There was a cup and a saucer, and though they were different colors and mismatched, somehow, they ended up as a set. They traveled together, from house to house, garage sale to flea market, for many years. Each hand they passed through had a pair of lips that would smile fondly at the odd coupling of the cup and saucer. Each hand also eventually dropped one or the other, made an attempt to mend it, and then inevitably passed the set on. The paint was chipped, the prints were faded, and time wore down their differences in appearance, so that they seemed to match more and more.
One day, the hands who then held the set realized that the many cracks and the uneven and imperfect fixes had made the cup and the saucer unsuitable for one another; they no longer fit together, however auspiciously they had managed to make it work in the past. There were only two options, as getting rid of them completely just seemed unnecessary and wasteful: separate the two and use them as individually flawed pieces, or break them both completely and re-make each. There was no guarantee that putting the broken pieces back together would enable the cup and the saucer to fit together again, but it was their only chance.
So they waited.
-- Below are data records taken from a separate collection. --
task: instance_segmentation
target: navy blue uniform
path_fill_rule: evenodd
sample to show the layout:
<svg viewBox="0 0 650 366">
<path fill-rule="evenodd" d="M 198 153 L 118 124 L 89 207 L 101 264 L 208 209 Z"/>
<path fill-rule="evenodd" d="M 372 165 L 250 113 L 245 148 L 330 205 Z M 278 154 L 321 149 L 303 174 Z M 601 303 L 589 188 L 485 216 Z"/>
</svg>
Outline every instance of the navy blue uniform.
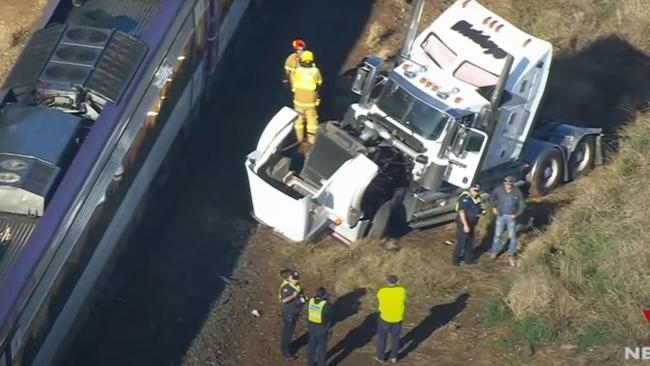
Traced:
<svg viewBox="0 0 650 366">
<path fill-rule="evenodd" d="M 465 212 L 465 219 L 469 226 L 469 232 L 466 233 L 463 228 L 463 222 L 460 220 L 460 212 Z M 466 263 L 474 263 L 474 229 L 478 224 L 479 217 L 483 208 L 481 207 L 481 198 L 472 198 L 469 193 L 463 193 L 458 201 L 458 217 L 456 217 L 456 246 L 451 263 L 458 265 L 458 259 L 461 252 L 464 252 L 463 258 Z"/>
<path fill-rule="evenodd" d="M 302 295 L 300 285 L 291 286 L 287 281 L 283 281 L 282 285 L 280 285 L 280 300 L 294 293 L 298 293 L 299 296 L 291 302 L 282 304 L 282 339 L 280 341 L 280 348 L 282 355 L 286 358 L 293 357 L 291 338 L 293 337 L 293 332 L 296 330 L 296 323 L 302 311 L 304 296 Z"/>
<path fill-rule="evenodd" d="M 319 305 L 320 309 L 318 308 Z M 312 300 L 308 305 L 307 330 L 307 365 L 325 366 L 327 361 L 327 338 L 332 327 L 332 310 L 328 299 Z M 314 319 L 314 314 L 320 314 Z"/>
</svg>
There was no patience or impatience involved in the waiting, as they were simply a cup and a saucer. They sat in the corner of a cupboard, with every intention of somehow being fixed and being useful again, whether together or separately, while time covered them with a thick layer of dust.
By the time they were discovered, it was a new hand that saw no value in an old, broken, and mismatched set of a cup and saucer. And so the story ends, with them being shattered beyond repair in the bag of rubbish on the curb, where they now wait to meet an incinerator, to be reborn as ash and mixed so completely together that there can be no distinguishing between the pieces, no need for matching or fitting. A cup and a saucer no more.